Introduction

An association between diabetes in pregnancy and fetal overgrowth has long been recognized. Fetal overgrowth is associated with a number of adverse outcomes for both the mother and her baby, such as a higher rate of difficult delivery. To reduce the rate of fetal overgrowth and its associated complications, women with diabetes in pregnancy undergo a number of interventions. Among these interventions is glucose monitoring. Although glucose monitoring during pregnancies complicated by diabetes mellitus is widely practiced, it is important to ask a number of questions:

  1. 1.

    Is there evidence that glucose monitoring improves outcomes in women with gestational diabetes?

  2. 2.

    Which glycemic parameters are associated with adverse pregnancy outcomes and are therefore best used in management?

  3. 3.

    What cutoffs for normal and abnormal glucose values are appropriate in a glucose monitoring regimen?

  4. 4.

    What is the utility of measuring glycosylated hemoglobin during gestation?

  5. 5.

    Is a continuous glucose monitoring system (CGMS) beneficial?

In answering these questions, this article focuses on recent articles that appeared between 2007 and 2009. A PubMed search using the terms “diabetes” and “pregnancy” was used to select relevant studies.

Is There Evidence That Glucose Monitoring Improves Outcomes in Women With Gestational Diabetes?

With the advent of home reflectance monitors in the late 1970s and early 1980s, self-monitoring of blood glucose (SMBG) was demonstrated to be possible, and perhaps beneficial, in women with gestational diabetes [1, 2]. By 2004, SMBG was widely practiced, with more than 90% of obstetrician/gynecologists recommending that their patients with gestational diabetes check fasting blood glucose (FBG). However, only 61% of obstetrician/gynecologists were recommending 2-hour postprandial tests [3]. This lack of uniformity in the approach to glucose monitoring can be attributed to several factors. Specifically, there has been uncertainty about the frequency and utility of daily testing; the necessity of SMBG in all women with diabetes during pregnancy; the timing of self-monitoring measurements and whether preprandial or postprandial testing was superior; and the ideal thresholds for implementing changes in therapy [4].

With respect to the uncertain benefits of SMBG in women with diet-treated gestational diabetes, we recently published our findings regarding the utility of SMBG at the University of Texas Southwestern Medical Center [5]. Between January 1991 and December 1997, women with diet-treated gestational diabetes had routine glycemic monitoring at weekly prenatal visits [5]. After January 1998, the standard practice was to issue home glucose meters with instructions to check blood glucose levels four times per day. A total of 675 women who underwent weekly monitoring were compared with 315 women who performed SMBG four times per day. We found that SMBG was associated with a number of maternal and fetal benefits. In particular, there were significantly fewer overgrown infants, with rates of macrosomic and large-for-gestational-age infants at 21.9% and 23.1%, respectively, among women using SMBG, compared with 29.9% and 34.4%, respectively, for women monitored weekly (P values, 0.013 and ≤0.001, respectively). Women using SMBG gained significantly less weight when compared with women monitored weekly. Women using self-monitoring gained a median of 0.56 lb per week (interquartile range, 0.22–1.08) compared with 0.74 lb per week (interquartile range, 0.33–1.17; P = 0.009) when compared with women monitored weekly. Given that there is an association between excessive gestational weight gain and postpartum weight retention [6] with all of its potential long-term sequelae, it seems prudent to incorporate pregnancy interventions that limit weight gain.

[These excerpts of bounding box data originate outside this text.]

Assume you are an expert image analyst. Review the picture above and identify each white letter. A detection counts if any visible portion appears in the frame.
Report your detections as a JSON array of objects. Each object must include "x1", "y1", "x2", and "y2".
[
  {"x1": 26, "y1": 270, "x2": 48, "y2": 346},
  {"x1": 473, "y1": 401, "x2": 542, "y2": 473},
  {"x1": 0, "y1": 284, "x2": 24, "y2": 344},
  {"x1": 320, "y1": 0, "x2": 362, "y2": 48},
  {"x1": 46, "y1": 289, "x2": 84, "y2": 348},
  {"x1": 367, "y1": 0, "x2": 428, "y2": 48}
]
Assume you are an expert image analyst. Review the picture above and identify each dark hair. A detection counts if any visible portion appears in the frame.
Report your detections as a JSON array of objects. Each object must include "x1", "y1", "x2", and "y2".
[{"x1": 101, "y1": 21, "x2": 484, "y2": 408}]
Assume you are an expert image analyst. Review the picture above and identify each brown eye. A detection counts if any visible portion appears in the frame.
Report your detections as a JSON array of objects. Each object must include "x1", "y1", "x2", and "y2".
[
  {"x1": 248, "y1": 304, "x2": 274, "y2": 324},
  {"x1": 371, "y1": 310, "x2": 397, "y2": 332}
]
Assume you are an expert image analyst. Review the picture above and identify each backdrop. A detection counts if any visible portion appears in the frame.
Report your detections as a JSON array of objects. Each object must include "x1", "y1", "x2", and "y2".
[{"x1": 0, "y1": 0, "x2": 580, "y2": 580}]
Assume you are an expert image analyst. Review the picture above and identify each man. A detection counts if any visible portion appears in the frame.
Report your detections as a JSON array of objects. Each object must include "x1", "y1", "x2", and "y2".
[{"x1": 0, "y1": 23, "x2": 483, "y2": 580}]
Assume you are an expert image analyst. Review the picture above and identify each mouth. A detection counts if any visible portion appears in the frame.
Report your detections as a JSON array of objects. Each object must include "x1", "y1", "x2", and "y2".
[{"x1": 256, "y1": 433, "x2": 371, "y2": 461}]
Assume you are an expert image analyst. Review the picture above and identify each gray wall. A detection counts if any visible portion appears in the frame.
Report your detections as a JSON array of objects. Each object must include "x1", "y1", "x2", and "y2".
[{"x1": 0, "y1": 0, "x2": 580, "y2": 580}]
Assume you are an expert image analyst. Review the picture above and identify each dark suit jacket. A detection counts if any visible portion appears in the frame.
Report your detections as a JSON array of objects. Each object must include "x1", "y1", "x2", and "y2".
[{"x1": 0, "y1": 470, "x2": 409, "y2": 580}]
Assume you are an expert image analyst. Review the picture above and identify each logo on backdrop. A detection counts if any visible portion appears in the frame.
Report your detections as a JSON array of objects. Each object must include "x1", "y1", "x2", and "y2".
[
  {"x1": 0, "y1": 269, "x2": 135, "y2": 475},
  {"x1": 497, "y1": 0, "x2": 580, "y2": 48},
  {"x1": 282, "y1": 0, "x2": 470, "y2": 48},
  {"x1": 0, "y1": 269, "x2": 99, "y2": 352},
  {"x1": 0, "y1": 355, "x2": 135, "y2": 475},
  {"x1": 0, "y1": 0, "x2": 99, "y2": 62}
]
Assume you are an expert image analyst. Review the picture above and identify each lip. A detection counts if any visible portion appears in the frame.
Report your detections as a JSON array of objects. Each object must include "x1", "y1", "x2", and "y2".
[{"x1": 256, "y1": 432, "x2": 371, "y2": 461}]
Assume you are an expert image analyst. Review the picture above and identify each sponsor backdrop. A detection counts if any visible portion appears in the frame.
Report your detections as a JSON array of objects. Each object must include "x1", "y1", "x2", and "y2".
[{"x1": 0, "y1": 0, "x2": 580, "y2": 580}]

These data are supported by the recent findings of Wilson et al. [7], who compared two cohorts composed of 50 randomly selected patients from the 2000–2002 and 2006–2008 epochs. The intention of the authors was to assess the effect of three interventions incorporated into routine prenatal care for women with diet-treated gestational diabetes at their institution between 2003 and 2005. These three interventions included dietary advice, regular contact with a diabetic team, and 1-hour postprandial SMBG (with a glycemic target ≤7.8 mmol/L). Although it may be difficult to separate the effect of dietary advice and contact with the diabetic team from the effect of glucose monitoring, the cumulative benefit was a reduction in neonatal birth weights for women who received these interventions, including SMBG (3,269 vs. 3,567 g; P = 0.033).

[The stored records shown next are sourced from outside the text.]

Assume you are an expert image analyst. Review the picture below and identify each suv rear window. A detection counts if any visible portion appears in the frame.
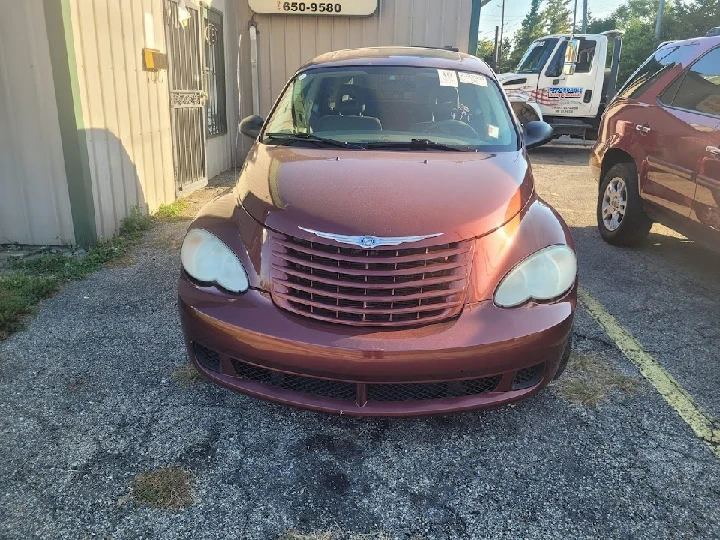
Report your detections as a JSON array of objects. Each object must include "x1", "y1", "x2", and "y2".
[
  {"x1": 661, "y1": 48, "x2": 720, "y2": 117},
  {"x1": 618, "y1": 45, "x2": 690, "y2": 99}
]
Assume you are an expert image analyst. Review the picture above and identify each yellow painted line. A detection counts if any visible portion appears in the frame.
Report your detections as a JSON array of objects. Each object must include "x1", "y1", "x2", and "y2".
[{"x1": 578, "y1": 287, "x2": 720, "y2": 458}]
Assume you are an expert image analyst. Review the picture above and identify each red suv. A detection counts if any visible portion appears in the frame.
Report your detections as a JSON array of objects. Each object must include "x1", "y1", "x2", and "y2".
[{"x1": 590, "y1": 37, "x2": 720, "y2": 248}]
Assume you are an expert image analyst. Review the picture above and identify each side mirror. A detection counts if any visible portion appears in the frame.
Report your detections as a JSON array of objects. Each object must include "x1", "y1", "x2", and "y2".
[
  {"x1": 563, "y1": 39, "x2": 580, "y2": 75},
  {"x1": 240, "y1": 114, "x2": 265, "y2": 140},
  {"x1": 523, "y1": 121, "x2": 553, "y2": 150}
]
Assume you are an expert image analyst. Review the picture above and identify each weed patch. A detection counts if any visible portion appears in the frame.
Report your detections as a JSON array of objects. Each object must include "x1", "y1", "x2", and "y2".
[
  {"x1": 154, "y1": 199, "x2": 191, "y2": 221},
  {"x1": 553, "y1": 351, "x2": 638, "y2": 407},
  {"x1": 0, "y1": 208, "x2": 155, "y2": 341},
  {"x1": 133, "y1": 467, "x2": 193, "y2": 510},
  {"x1": 173, "y1": 364, "x2": 202, "y2": 386}
]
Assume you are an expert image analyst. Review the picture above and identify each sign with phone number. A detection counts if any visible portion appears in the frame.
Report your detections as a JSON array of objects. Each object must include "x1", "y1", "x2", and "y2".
[{"x1": 249, "y1": 0, "x2": 378, "y2": 17}]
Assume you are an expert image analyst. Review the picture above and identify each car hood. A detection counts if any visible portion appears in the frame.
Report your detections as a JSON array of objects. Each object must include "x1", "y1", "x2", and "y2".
[{"x1": 235, "y1": 144, "x2": 533, "y2": 242}]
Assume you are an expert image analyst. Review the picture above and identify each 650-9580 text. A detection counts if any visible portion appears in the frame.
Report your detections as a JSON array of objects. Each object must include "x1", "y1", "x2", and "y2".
[{"x1": 278, "y1": 2, "x2": 342, "y2": 13}]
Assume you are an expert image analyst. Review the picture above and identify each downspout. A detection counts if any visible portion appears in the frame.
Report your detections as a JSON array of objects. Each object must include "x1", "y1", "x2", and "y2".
[
  {"x1": 607, "y1": 36, "x2": 622, "y2": 103},
  {"x1": 250, "y1": 24, "x2": 260, "y2": 115},
  {"x1": 468, "y1": 0, "x2": 483, "y2": 56}
]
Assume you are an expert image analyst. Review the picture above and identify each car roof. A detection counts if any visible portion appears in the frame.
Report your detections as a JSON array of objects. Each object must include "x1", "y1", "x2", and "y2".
[
  {"x1": 298, "y1": 47, "x2": 495, "y2": 78},
  {"x1": 658, "y1": 36, "x2": 720, "y2": 50}
]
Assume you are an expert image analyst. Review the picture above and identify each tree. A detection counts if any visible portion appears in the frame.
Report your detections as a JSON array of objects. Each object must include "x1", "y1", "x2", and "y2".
[
  {"x1": 475, "y1": 39, "x2": 495, "y2": 66},
  {"x1": 496, "y1": 38, "x2": 516, "y2": 73},
  {"x1": 540, "y1": 0, "x2": 572, "y2": 34},
  {"x1": 507, "y1": 0, "x2": 545, "y2": 69}
]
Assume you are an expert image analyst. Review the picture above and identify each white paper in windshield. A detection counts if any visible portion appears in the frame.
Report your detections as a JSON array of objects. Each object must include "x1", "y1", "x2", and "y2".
[
  {"x1": 458, "y1": 71, "x2": 487, "y2": 86},
  {"x1": 438, "y1": 69, "x2": 457, "y2": 88}
]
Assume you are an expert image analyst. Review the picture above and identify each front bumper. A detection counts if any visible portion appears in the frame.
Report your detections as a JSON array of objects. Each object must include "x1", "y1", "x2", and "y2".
[{"x1": 179, "y1": 278, "x2": 577, "y2": 416}]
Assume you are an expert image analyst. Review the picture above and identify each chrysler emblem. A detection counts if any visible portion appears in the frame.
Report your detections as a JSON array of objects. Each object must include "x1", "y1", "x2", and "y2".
[
  {"x1": 360, "y1": 236, "x2": 380, "y2": 248},
  {"x1": 298, "y1": 227, "x2": 443, "y2": 249}
]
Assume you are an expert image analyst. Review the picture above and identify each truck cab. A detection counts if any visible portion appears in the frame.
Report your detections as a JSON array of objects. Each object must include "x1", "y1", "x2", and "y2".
[{"x1": 498, "y1": 30, "x2": 622, "y2": 139}]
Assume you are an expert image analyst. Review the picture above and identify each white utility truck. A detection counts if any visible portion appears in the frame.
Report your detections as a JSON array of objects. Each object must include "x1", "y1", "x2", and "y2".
[{"x1": 498, "y1": 30, "x2": 623, "y2": 143}]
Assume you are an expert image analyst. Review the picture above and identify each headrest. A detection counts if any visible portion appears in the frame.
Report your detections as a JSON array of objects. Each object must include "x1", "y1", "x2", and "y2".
[{"x1": 335, "y1": 84, "x2": 367, "y2": 116}]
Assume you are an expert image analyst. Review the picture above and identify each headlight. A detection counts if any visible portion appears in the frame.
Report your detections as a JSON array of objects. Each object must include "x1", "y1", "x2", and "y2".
[
  {"x1": 180, "y1": 229, "x2": 248, "y2": 292},
  {"x1": 495, "y1": 246, "x2": 577, "y2": 307}
]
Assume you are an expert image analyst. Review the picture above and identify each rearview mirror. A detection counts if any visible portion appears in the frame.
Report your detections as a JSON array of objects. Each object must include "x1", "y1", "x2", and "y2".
[
  {"x1": 563, "y1": 39, "x2": 580, "y2": 75},
  {"x1": 240, "y1": 114, "x2": 265, "y2": 140},
  {"x1": 523, "y1": 121, "x2": 553, "y2": 150}
]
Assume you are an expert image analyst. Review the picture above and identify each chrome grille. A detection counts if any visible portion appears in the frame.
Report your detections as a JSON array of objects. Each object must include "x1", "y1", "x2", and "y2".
[{"x1": 272, "y1": 233, "x2": 472, "y2": 326}]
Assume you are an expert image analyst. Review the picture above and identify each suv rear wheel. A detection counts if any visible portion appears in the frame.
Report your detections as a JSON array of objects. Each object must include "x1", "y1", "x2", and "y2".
[{"x1": 597, "y1": 163, "x2": 652, "y2": 246}]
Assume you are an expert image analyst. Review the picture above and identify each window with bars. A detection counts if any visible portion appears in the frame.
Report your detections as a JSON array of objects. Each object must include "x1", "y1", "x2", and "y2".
[{"x1": 205, "y1": 8, "x2": 227, "y2": 138}]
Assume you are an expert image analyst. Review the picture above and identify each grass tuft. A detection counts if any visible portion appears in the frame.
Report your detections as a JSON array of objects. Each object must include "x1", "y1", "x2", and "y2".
[
  {"x1": 0, "y1": 207, "x2": 154, "y2": 341},
  {"x1": 0, "y1": 199, "x2": 189, "y2": 341},
  {"x1": 133, "y1": 467, "x2": 193, "y2": 510},
  {"x1": 553, "y1": 351, "x2": 638, "y2": 407},
  {"x1": 173, "y1": 364, "x2": 202, "y2": 386},
  {"x1": 275, "y1": 529, "x2": 402, "y2": 540},
  {"x1": 154, "y1": 199, "x2": 189, "y2": 221}
]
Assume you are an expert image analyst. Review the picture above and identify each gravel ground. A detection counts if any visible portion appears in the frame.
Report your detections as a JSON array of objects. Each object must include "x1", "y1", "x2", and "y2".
[{"x1": 0, "y1": 147, "x2": 720, "y2": 539}]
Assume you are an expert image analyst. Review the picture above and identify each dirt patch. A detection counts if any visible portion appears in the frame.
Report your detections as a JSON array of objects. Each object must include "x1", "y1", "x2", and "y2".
[
  {"x1": 553, "y1": 351, "x2": 639, "y2": 407},
  {"x1": 133, "y1": 467, "x2": 193, "y2": 510},
  {"x1": 173, "y1": 364, "x2": 202, "y2": 386}
]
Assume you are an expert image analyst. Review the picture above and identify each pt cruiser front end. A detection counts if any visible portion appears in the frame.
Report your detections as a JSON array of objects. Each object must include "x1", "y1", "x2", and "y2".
[{"x1": 179, "y1": 48, "x2": 577, "y2": 416}]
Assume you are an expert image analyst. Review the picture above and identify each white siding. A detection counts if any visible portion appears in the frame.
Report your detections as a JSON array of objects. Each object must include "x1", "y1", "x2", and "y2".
[
  {"x1": 238, "y1": 0, "x2": 472, "y2": 155},
  {"x1": 207, "y1": 0, "x2": 242, "y2": 178},
  {"x1": 70, "y1": 0, "x2": 175, "y2": 238},
  {"x1": 0, "y1": 0, "x2": 75, "y2": 244}
]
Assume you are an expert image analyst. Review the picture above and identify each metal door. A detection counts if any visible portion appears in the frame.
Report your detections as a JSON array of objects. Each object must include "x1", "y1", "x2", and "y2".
[{"x1": 165, "y1": 0, "x2": 207, "y2": 195}]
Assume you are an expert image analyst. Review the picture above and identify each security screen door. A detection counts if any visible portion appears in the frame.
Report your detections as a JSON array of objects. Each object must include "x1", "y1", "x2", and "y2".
[{"x1": 165, "y1": 0, "x2": 207, "y2": 195}]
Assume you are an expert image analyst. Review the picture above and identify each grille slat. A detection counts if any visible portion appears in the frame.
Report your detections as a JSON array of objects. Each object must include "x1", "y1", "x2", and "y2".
[
  {"x1": 272, "y1": 233, "x2": 472, "y2": 326},
  {"x1": 277, "y1": 279, "x2": 463, "y2": 302},
  {"x1": 273, "y1": 251, "x2": 465, "y2": 279},
  {"x1": 273, "y1": 264, "x2": 467, "y2": 290},
  {"x1": 277, "y1": 239, "x2": 466, "y2": 264},
  {"x1": 275, "y1": 292, "x2": 462, "y2": 315}
]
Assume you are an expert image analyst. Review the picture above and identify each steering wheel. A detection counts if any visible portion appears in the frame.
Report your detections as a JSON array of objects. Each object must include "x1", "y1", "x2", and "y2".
[{"x1": 426, "y1": 120, "x2": 480, "y2": 139}]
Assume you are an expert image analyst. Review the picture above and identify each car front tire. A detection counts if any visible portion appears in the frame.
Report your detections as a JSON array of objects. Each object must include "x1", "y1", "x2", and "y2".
[{"x1": 597, "y1": 163, "x2": 652, "y2": 246}]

Recent expert opinion also supports the utility of SMBG in women with gestational diabetes. Writing in Endocrine Practice, Dr. Jovanovic [8] emphasized the importance of a self-monitoring regimen incorporating postprandial glucose determination because postprandial hyperglycemia has been correlated with fetal overgrowth. Dr. Jovanovic advocates an intensive approach and recommends self-monitoring four times per day in patients with diet-treated gestational diabetes, and six times per day in women with insulin-treated gestational diabetes. Other experts also emphasize the importance of SMBG by women with gestational diabetes [9] and pregestational diabetes [10].

Which Glycemic Parameters Are Associated With Adverse Pregnancy Outcomes and Therefore Are Best Used in Management?

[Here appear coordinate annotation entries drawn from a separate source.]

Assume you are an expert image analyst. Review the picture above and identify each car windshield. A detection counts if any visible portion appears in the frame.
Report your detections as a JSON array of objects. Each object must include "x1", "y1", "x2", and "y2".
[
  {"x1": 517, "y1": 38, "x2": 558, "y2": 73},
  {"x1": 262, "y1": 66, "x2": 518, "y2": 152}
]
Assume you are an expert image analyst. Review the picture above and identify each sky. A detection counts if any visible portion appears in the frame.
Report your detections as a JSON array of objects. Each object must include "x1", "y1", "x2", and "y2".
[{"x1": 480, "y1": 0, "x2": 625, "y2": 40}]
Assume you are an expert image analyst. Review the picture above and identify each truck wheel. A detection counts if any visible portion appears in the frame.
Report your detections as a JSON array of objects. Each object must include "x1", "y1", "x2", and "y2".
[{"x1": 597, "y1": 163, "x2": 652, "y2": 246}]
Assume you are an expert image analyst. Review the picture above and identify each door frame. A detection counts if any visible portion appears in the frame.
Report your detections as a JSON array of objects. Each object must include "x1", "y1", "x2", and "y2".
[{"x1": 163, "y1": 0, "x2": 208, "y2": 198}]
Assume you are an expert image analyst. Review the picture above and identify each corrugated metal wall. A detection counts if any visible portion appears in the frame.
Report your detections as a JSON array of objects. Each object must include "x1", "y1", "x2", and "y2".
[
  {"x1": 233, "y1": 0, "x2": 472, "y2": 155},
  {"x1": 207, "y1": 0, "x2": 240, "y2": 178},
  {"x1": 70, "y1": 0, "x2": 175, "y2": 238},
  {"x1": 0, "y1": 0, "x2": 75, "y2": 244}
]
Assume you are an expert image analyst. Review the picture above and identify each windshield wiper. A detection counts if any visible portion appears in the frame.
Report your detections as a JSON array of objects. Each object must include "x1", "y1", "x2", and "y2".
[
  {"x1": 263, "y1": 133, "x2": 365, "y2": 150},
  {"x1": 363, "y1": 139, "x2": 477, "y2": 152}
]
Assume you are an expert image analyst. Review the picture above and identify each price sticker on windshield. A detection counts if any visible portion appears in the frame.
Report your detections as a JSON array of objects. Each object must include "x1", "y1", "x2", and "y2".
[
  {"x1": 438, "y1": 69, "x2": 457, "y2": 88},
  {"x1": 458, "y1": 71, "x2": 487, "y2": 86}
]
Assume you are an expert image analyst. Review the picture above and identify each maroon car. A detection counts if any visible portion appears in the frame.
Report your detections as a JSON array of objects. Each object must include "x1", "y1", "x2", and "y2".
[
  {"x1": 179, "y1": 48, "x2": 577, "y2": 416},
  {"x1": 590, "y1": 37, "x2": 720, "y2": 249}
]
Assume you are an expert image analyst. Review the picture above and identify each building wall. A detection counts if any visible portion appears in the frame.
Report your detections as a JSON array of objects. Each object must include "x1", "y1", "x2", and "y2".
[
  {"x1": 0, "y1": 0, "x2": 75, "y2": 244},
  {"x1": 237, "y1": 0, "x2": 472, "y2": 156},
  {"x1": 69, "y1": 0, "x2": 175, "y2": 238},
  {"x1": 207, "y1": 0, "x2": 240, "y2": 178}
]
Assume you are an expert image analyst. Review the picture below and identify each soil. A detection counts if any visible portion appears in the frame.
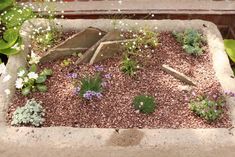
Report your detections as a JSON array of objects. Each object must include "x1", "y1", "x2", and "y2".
[
  {"x1": 31, "y1": 31, "x2": 77, "y2": 57},
  {"x1": 7, "y1": 32, "x2": 231, "y2": 128}
]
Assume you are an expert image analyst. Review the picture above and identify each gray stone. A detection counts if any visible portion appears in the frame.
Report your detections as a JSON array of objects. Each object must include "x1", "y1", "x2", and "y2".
[
  {"x1": 76, "y1": 31, "x2": 123, "y2": 64},
  {"x1": 40, "y1": 27, "x2": 106, "y2": 63},
  {"x1": 89, "y1": 39, "x2": 133, "y2": 64},
  {"x1": 162, "y1": 64, "x2": 196, "y2": 86}
]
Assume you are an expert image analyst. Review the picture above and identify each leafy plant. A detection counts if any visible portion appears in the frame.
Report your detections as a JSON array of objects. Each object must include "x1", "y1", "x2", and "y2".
[
  {"x1": 224, "y1": 39, "x2": 235, "y2": 63},
  {"x1": 173, "y1": 29, "x2": 204, "y2": 56},
  {"x1": 36, "y1": 28, "x2": 59, "y2": 48},
  {"x1": 136, "y1": 29, "x2": 158, "y2": 48},
  {"x1": 60, "y1": 59, "x2": 72, "y2": 67},
  {"x1": 79, "y1": 73, "x2": 102, "y2": 100},
  {"x1": 121, "y1": 57, "x2": 138, "y2": 76},
  {"x1": 124, "y1": 29, "x2": 158, "y2": 55},
  {"x1": 15, "y1": 64, "x2": 52, "y2": 95},
  {"x1": 133, "y1": 95, "x2": 156, "y2": 114},
  {"x1": 0, "y1": 0, "x2": 15, "y2": 12},
  {"x1": 11, "y1": 99, "x2": 45, "y2": 127},
  {"x1": 189, "y1": 97, "x2": 224, "y2": 122}
]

Several glycemic parameters can be considered for glucose monitoring in women with gestational diabetes. The recent evidence for fasting, postprandial, and preprandial glucose values are each discussed in turn.

Fasting blood sugar is a valuable glycemic parameter for assessing the risk of undesirable pregnancy outcomes. Recently, Gonzalez-Quintero et al. [11] compared 2,030 women with gestational diabetes and good glucose control to 1,188 women with gestational diabetes but with poor glucose control. The percentage of patients with the composite outcome (defined as one or more of the following: macrosomia, large for gestational age, stillbirth, neonatal hypoglycemia, or jaundice) more than doubled (57.9% vs. 24.8%) with an FBG of at least 123.5 mg/dL, compared with FBG levels less than 95 mg/dL. Voldner et al. [12] also found that fasting plasma glucose is a significant determinant of macrosomia (OR, 1.9; 95% CI, 1.1–3.4), especially for women with a body mass index of at least 27 kg/m2. Such women had an OR of 4.5 (95% CI, 1.7–12.5) for neonates with macrosomia.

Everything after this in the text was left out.